Life In The '90s Was Rough
Kids nowadays have no idea of the struggles that we went through in the '90s. We did not have high-speed internet, 4G phones, and immediate access to information. We spent hours in libraries reading encyclopedias because we did not have Google. We had to use payphones when we were out to keep in touch with our families and friends. And, that is just a few of the struggles we went through. They have no idea how much easier their lives are now compared to ours back then.
Back in the day, we had this thing called Blockbuster Video. It was a store where we could rent movies on VHS. As kids, we looked forward to this every weekend.
Growing up, we did not have Spotify or Pandora. We either had to buy the cassette or we used blank cassettes to record our favorite songs right from the radio.
After cassettes, we had CDs. They were great because we could skip around and only listen to the songs we really liked, but sadly, our portable disk players were very touchy, making our CDs skip if we jarred the device too much.
Knowing the Lyrics
Cassettes almost always came with the lyrics to the songs printed inside the cover. Most CDs did as well, but every now and then we would get a CD that was full of band art instead of the lyrics, and we did not have Google or YouTube to help us figure out the words to our favorite songs.

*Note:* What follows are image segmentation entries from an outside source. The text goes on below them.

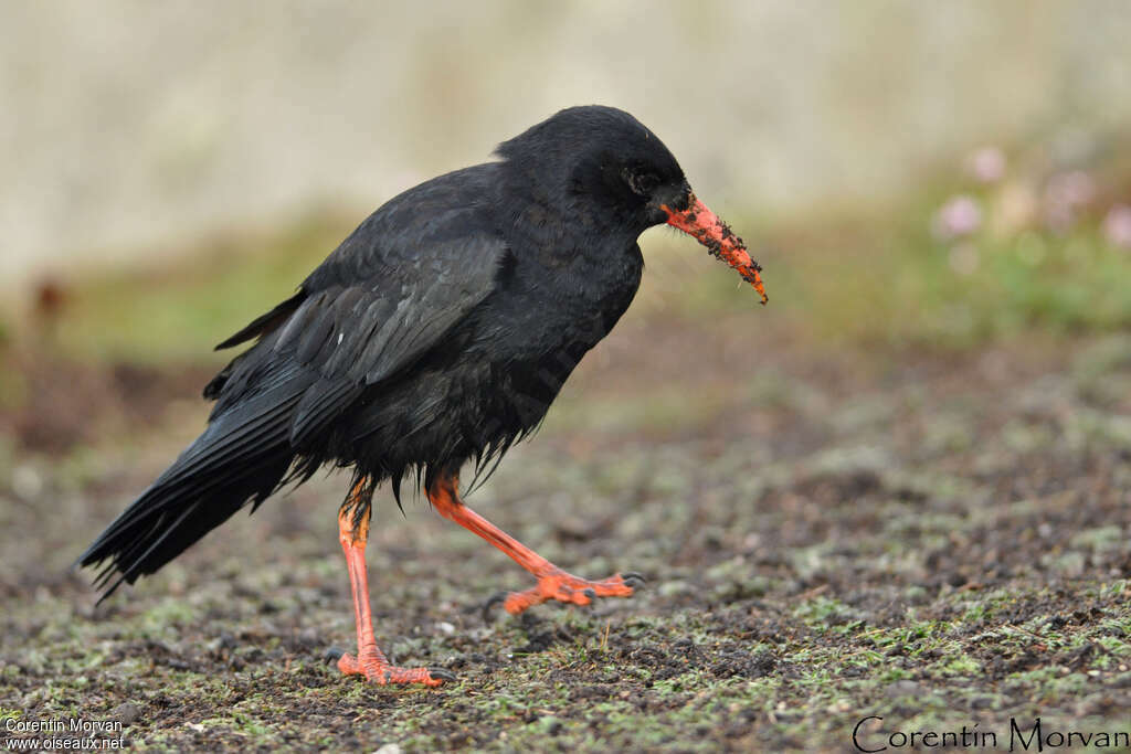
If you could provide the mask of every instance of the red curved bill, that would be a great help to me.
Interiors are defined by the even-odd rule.
[[[659,208],[667,213],[668,225],[694,236],[696,241],[707,246],[707,251],[714,257],[718,257],[733,267],[742,276],[742,279],[754,286],[754,289],[762,297],[762,305],[769,301],[766,295],[766,286],[762,285],[762,277],[759,275],[762,270],[761,266],[750,257],[742,239],[736,236],[726,223],[708,209],[707,205],[691,194],[691,203],[682,213],[673,210],[667,205],[661,205]]]

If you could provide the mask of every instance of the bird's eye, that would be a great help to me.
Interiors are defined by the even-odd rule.
[[[629,173],[628,181],[633,193],[641,197],[650,196],[659,185],[659,176],[655,173]]]

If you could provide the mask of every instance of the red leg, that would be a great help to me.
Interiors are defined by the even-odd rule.
[[[422,683],[425,686],[439,686],[444,681],[454,681],[455,676],[444,670],[429,668],[398,668],[389,664],[385,653],[378,648],[373,636],[373,622],[369,607],[369,579],[365,577],[365,543],[369,539],[369,512],[354,527],[354,511],[359,505],[368,505],[365,499],[371,491],[365,480],[359,482],[349,500],[338,513],[338,539],[346,554],[346,567],[349,570],[349,586],[353,589],[354,618],[357,622],[357,657],[343,655],[338,659],[338,669],[347,675],[363,675],[366,679],[380,684]]]
[[[533,589],[507,595],[503,607],[511,615],[518,615],[528,607],[551,599],[588,605],[597,597],[631,597],[637,588],[644,586],[644,579],[637,573],[616,574],[603,581],[588,581],[562,571],[464,505],[459,500],[458,486],[459,479],[456,476],[441,477],[429,487],[428,499],[440,515],[483,537],[538,580],[538,584]]]

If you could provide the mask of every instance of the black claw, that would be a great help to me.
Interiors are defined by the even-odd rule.
[[[491,608],[495,605],[501,605],[507,601],[507,592],[497,591],[491,595],[491,598],[483,604],[483,622],[491,623]]]
[[[449,673],[443,668],[429,668],[428,674],[435,678],[437,681],[447,681],[448,683],[455,683],[458,681],[455,673]]]

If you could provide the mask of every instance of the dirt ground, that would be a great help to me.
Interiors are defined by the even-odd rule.
[[[964,728],[1008,749],[1011,721],[1039,718],[1052,746],[1119,743],[1131,337],[791,344],[737,320],[627,322],[468,500],[567,570],[641,572],[629,600],[485,619],[526,574],[382,493],[378,640],[457,674],[437,691],[323,659],[353,641],[340,475],[95,608],[67,566],[199,430],[207,372],[28,365],[32,400],[0,418],[0,737],[78,735],[10,731],[74,717],[156,749],[856,751],[856,729],[893,751]]]

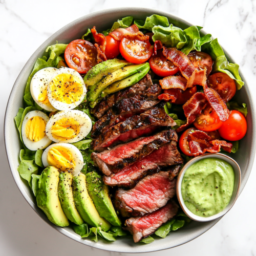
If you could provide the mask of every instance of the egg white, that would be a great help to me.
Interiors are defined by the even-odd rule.
[[[49,121],[49,117],[47,115],[44,113],[37,110],[31,111],[29,112],[25,117],[22,126],[22,136],[23,142],[25,146],[29,149],[32,151],[36,151],[37,150],[42,150],[48,147],[51,143],[52,141],[46,136],[40,140],[39,141],[32,141],[27,137],[26,135],[26,126],[28,121],[32,117],[38,116],[41,117],[47,123]]]
[[[73,176],[77,176],[79,173],[80,170],[82,169],[83,166],[83,158],[82,157],[82,154],[80,151],[74,145],[68,143],[54,143],[50,145],[47,148],[46,148],[42,155],[42,164],[45,167],[49,166],[50,164],[48,162],[47,160],[47,154],[49,150],[54,146],[59,146],[66,148],[68,149],[71,152],[72,156],[75,159],[75,167],[72,171],[72,175]]]
[[[46,68],[37,71],[32,77],[30,83],[30,93],[34,100],[41,108],[47,111],[56,111],[53,106],[46,105],[38,100],[41,92],[47,90],[47,87],[53,74],[57,70],[55,68]]]
[[[77,136],[73,139],[66,140],[58,140],[53,137],[52,133],[52,126],[57,121],[64,118],[72,118],[77,121],[80,125],[80,131]],[[55,142],[74,143],[83,139],[92,130],[92,121],[87,114],[82,111],[76,110],[61,111],[52,115],[46,125],[46,132],[47,137]]]
[[[79,100],[77,101],[73,102],[71,104],[68,104],[67,103],[62,102],[58,100],[56,100],[52,95],[52,92],[50,88],[50,83],[48,84],[47,88],[47,95],[48,96],[48,99],[50,101],[51,104],[58,110],[70,110],[74,109],[86,97],[87,93],[87,89],[84,82],[82,77],[81,76],[80,74],[76,71],[75,70],[72,69],[70,69],[69,68],[61,68],[58,69],[56,72],[55,72],[53,76],[52,76],[51,79],[53,79],[56,76],[60,75],[60,74],[68,74],[73,75],[76,79],[77,79],[78,82],[81,83],[83,88],[83,92],[79,97]]]

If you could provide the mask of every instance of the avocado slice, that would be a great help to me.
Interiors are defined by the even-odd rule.
[[[58,169],[54,166],[48,166],[42,171],[38,181],[36,202],[50,221],[57,226],[67,227],[69,221],[58,197],[59,175]]]
[[[80,174],[73,178],[73,194],[75,205],[82,219],[93,227],[101,227],[108,231],[111,227],[110,223],[101,218],[90,197],[86,187],[86,176]]]
[[[109,59],[99,63],[92,68],[83,78],[87,87],[93,86],[99,82],[109,73],[112,73],[123,67],[132,65],[132,63],[118,59]]]
[[[76,209],[72,192],[73,175],[66,172],[59,174],[58,195],[61,208],[68,219],[77,225],[83,223],[83,221]]]
[[[104,184],[101,176],[96,172],[92,172],[86,174],[86,180],[88,193],[100,216],[113,226],[120,227],[122,223],[113,206],[109,188]]]
[[[145,63],[131,65],[123,67],[112,73],[109,73],[96,84],[89,87],[87,100],[89,101],[95,101],[100,93],[109,86],[138,72],[141,69],[143,69]]]
[[[133,86],[136,83],[136,82],[138,82],[141,79],[143,78],[150,71],[150,64],[147,62],[144,63],[143,66],[138,69],[138,73],[129,76],[121,81],[114,82],[111,86],[108,87],[101,93],[100,97],[105,97],[109,94],[115,93],[126,87]]]

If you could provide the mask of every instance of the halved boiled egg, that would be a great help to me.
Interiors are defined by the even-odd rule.
[[[70,172],[75,176],[83,166],[81,152],[74,145],[68,143],[52,144],[42,153],[42,162],[45,167],[52,165],[59,172]]]
[[[69,68],[61,68],[53,75],[48,84],[47,95],[51,104],[58,110],[77,106],[84,98],[87,89],[80,74]]]
[[[47,87],[53,74],[57,70],[55,68],[46,68],[37,71],[30,83],[30,92],[34,100],[47,111],[56,111],[47,96]]]
[[[32,151],[42,150],[52,141],[46,135],[49,117],[37,110],[29,112],[25,117],[22,126],[22,139],[25,146]]]
[[[79,110],[61,111],[52,116],[46,125],[46,135],[55,142],[73,143],[83,139],[92,129],[92,121]]]

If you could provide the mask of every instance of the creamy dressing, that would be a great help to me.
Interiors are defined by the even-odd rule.
[[[226,161],[218,158],[198,161],[187,168],[182,179],[184,203],[198,216],[215,215],[229,203],[234,181],[234,170]]]

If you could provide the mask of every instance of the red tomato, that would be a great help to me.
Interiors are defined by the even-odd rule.
[[[211,75],[207,82],[208,86],[216,91],[225,102],[236,94],[237,87],[234,80],[224,73],[218,72]]]
[[[149,41],[124,37],[121,40],[120,52],[127,61],[135,64],[146,61],[153,53],[153,47]]]
[[[212,59],[211,57],[203,52],[193,51],[187,55],[194,66],[198,69],[206,68],[206,76],[208,76],[212,69]]]
[[[225,140],[231,141],[241,140],[247,131],[246,119],[241,112],[232,110],[228,119],[223,122],[218,131],[221,137]]]
[[[197,87],[188,88],[183,91],[181,89],[165,89],[163,93],[167,93],[177,97],[174,104],[185,104],[197,92]]]
[[[120,41],[117,41],[111,35],[106,36],[106,45],[105,55],[108,59],[116,58],[120,53]]]
[[[154,54],[150,59],[150,65],[154,73],[159,76],[173,76],[179,68],[163,56],[162,51],[158,51],[157,54]]]
[[[96,48],[86,40],[77,39],[69,43],[64,56],[68,66],[80,74],[87,73],[97,63]]]
[[[195,128],[189,128],[186,130],[180,136],[180,140],[179,141],[179,145],[182,152],[189,157],[193,157],[191,154],[188,142],[187,141],[187,136],[189,134],[191,134],[195,131]]]
[[[194,122],[194,125],[198,130],[204,132],[211,132],[218,130],[222,124],[223,122],[209,104],[207,104]]]

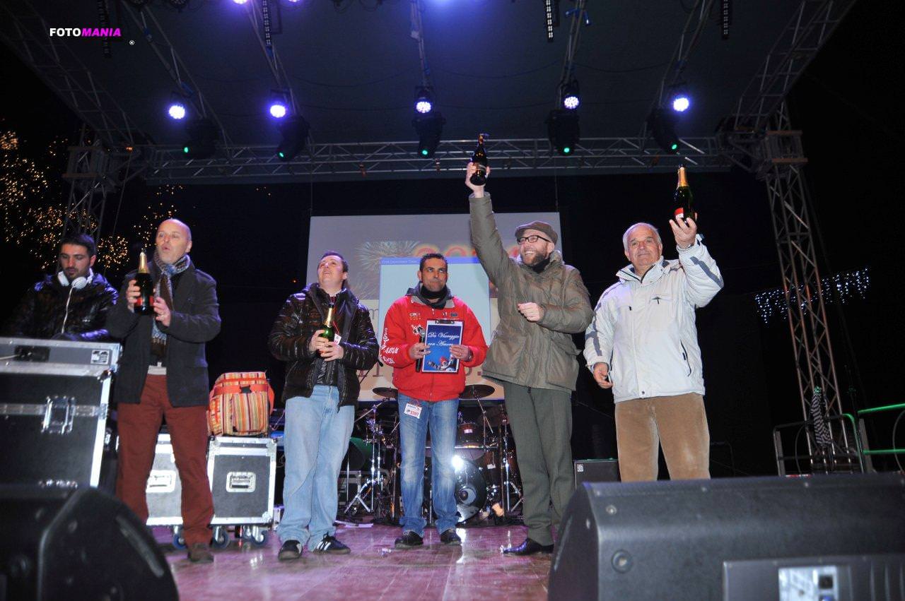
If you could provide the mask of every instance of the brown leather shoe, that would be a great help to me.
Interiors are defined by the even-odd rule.
[[[525,542],[518,547],[507,547],[503,555],[534,555],[535,553],[548,554],[553,552],[553,545],[542,545],[534,539],[525,539]]]
[[[188,548],[188,559],[192,563],[213,563],[214,556],[206,542],[195,542]]]

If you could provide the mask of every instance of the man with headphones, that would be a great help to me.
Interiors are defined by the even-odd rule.
[[[57,245],[59,271],[32,286],[13,312],[5,333],[24,338],[97,342],[110,339],[105,322],[117,291],[91,271],[97,259],[88,234],[70,234]]]

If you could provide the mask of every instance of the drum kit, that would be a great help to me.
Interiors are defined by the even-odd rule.
[[[371,401],[372,405],[356,419],[357,431],[353,434],[344,465],[347,483],[352,472],[367,473],[367,478],[340,513],[347,518],[367,513],[378,523],[398,523],[402,450],[397,391],[392,388],[376,388],[373,392],[377,399]],[[480,513],[485,517],[491,513],[501,516],[521,503],[522,488],[515,445],[505,408],[501,403],[481,400],[492,393],[492,387],[476,384],[466,386],[460,396],[460,407],[476,405],[478,408],[477,413],[471,414],[474,416],[473,421],[463,418],[462,411],[459,413],[452,463],[460,522]],[[360,404],[365,402],[368,401],[359,401]],[[424,452],[427,459],[423,512],[431,521],[430,438]]]

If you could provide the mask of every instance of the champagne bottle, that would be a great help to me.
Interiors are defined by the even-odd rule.
[[[138,254],[138,273],[135,274],[135,285],[138,286],[135,312],[139,315],[151,315],[154,313],[154,280],[148,270],[148,255],[144,250]]]
[[[333,327],[333,305],[327,309],[327,318],[324,319],[324,331],[320,333],[320,337],[332,343],[336,337],[336,330]]]
[[[469,181],[474,185],[484,185],[487,183],[487,153],[484,151],[483,134],[478,134],[478,147],[472,155],[472,163],[474,163],[478,169],[472,174]]]
[[[472,177],[473,177],[473,175],[472,175]],[[424,340],[425,340],[424,339],[424,333],[422,332],[421,333],[418,334],[418,342],[419,343],[424,343]],[[421,371],[421,367],[424,364],[424,360],[423,357],[416,359],[415,362],[414,362],[414,371]]]
[[[675,218],[677,220],[691,217],[695,222],[698,221],[698,213],[694,211],[694,203],[692,202],[691,188],[689,187],[688,180],[685,177],[685,165],[679,167],[679,183],[676,185],[676,192],[672,195],[672,199],[675,202]]]

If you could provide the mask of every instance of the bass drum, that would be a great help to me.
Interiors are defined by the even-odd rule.
[[[365,465],[371,467],[371,457],[374,453],[374,445],[361,438],[352,437],[348,439],[348,450],[342,460],[342,469],[346,469],[347,462],[348,469],[353,472],[361,470]]]
[[[430,461],[430,459],[428,459]],[[455,469],[455,496],[457,521],[462,523],[474,517],[487,506],[487,481],[481,468],[473,461],[455,456],[452,459]],[[431,466],[424,465],[424,513],[430,511],[431,502]],[[425,518],[426,519],[426,518]]]

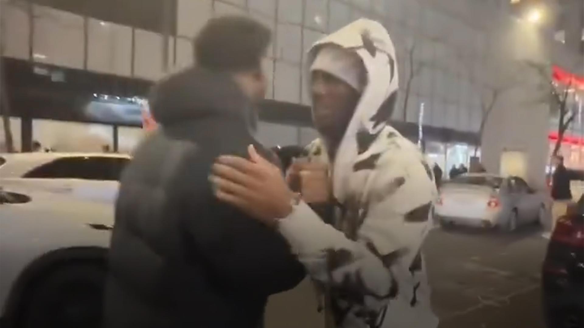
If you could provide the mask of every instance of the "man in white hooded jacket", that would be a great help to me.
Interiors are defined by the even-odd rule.
[[[387,124],[398,86],[390,36],[359,19],[317,42],[309,61],[321,138],[300,176],[310,189],[325,168],[320,189],[335,204],[333,224],[305,203],[323,193],[295,194],[252,146],[249,159],[217,159],[215,194],[286,238],[325,291],[336,327],[435,328],[420,249],[436,190],[423,155]]]

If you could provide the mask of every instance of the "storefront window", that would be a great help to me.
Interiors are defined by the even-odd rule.
[[[426,155],[431,164],[437,164],[444,174],[447,173],[446,166],[446,146],[442,142],[429,141],[426,143]]]
[[[461,164],[468,168],[470,155],[474,153],[474,148],[467,144],[450,144],[446,147],[446,170],[449,171],[453,165],[457,168]]]

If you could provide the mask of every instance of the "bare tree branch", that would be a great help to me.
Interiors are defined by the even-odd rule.
[[[415,43],[412,44],[412,46],[408,50],[408,59],[409,65],[408,65],[409,73],[408,74],[408,81],[406,82],[404,96],[403,120],[404,122],[408,119],[408,103],[409,101],[409,95],[412,89],[412,82],[413,81],[414,78],[418,76],[423,67],[422,63],[419,63],[417,65],[414,65],[413,55],[415,50]]]

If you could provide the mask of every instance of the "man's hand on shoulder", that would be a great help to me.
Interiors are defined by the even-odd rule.
[[[269,226],[292,212],[293,193],[277,166],[260,156],[252,145],[250,159],[221,156],[209,180],[215,196]]]

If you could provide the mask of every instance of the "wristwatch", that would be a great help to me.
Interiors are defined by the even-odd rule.
[[[294,207],[298,206],[300,204],[301,200],[302,200],[302,195],[300,193],[292,193],[292,197],[290,198],[290,207],[292,208],[292,211],[290,212],[290,214],[294,212]],[[278,226],[280,225],[280,221],[287,218],[288,216],[290,216],[290,214],[282,218],[276,218],[274,220],[274,228],[277,230]]]

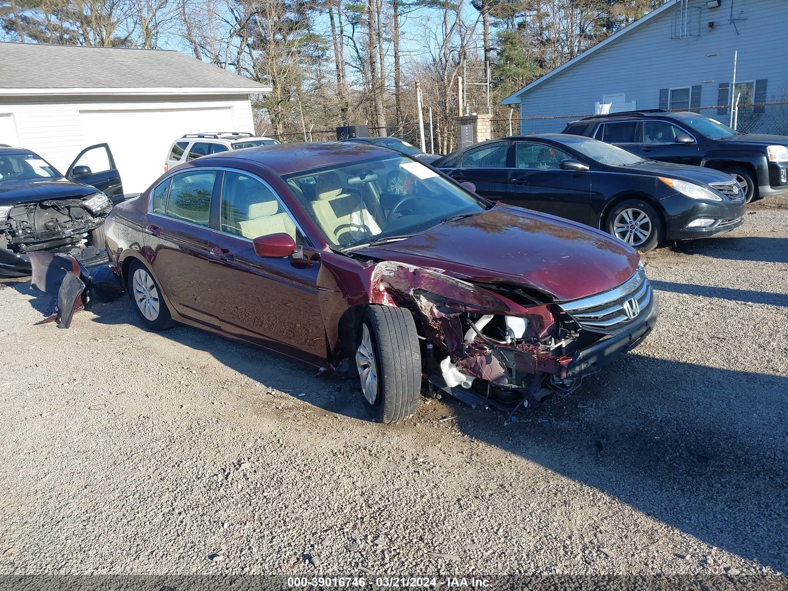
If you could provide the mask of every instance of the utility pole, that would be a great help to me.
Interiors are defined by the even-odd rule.
[[[433,108],[429,107],[429,153],[435,154],[435,140],[433,138]]]
[[[422,87],[416,80],[416,109],[418,111],[418,132],[422,139],[422,151],[427,151],[427,147],[424,142],[424,113],[422,113]]]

There was nothing worse than picking up a Friday night movie at Blockbuster only to sit down with your popcorn and realize that the previous person did not rewind it. It seemed to take forever to rewind those darn VHS tapes.
When the internet first came around, everyone was super excited. It is funny to think about it now, but back when the internet hit, you really could not do much besides sit in chat rooms all day. Unfortunately, the internet was dial-up, meaning that it shared your home phone line. You could not use both at the same time. Plus, if the phone rang while you were online, it would knock you off even if you did not answer the phone.
Early Cell Phones
When cell phones first came out, they were huge. Many resembled the cordless phones we had in the house. When they finally made smaller versions of them, they were still very bulky and built tough. You could have driven a tank over them, and they would not have broken.
Growing up, our phones had cords and in most cases were on the wall in the kitchen. If you wanted privacy during your phone call, you had to buy an extra long cord or you would be S.O.L.
Every kid in school had to participate in the school fundraisers. Most of us tried really hard to win a prize for a certain amount of items sold. The prizes were cheap pieces of crap, but we tried anyway and were heartbroken if we did not meet our goals.
Back in our day, even after cell phones were invented, we had to use real cameras with real film in order to capture our life's memories. Then, we had to take them to the pharmacy or to a photo lab in order to see how they came out. We had to wait at least a week to see the final product.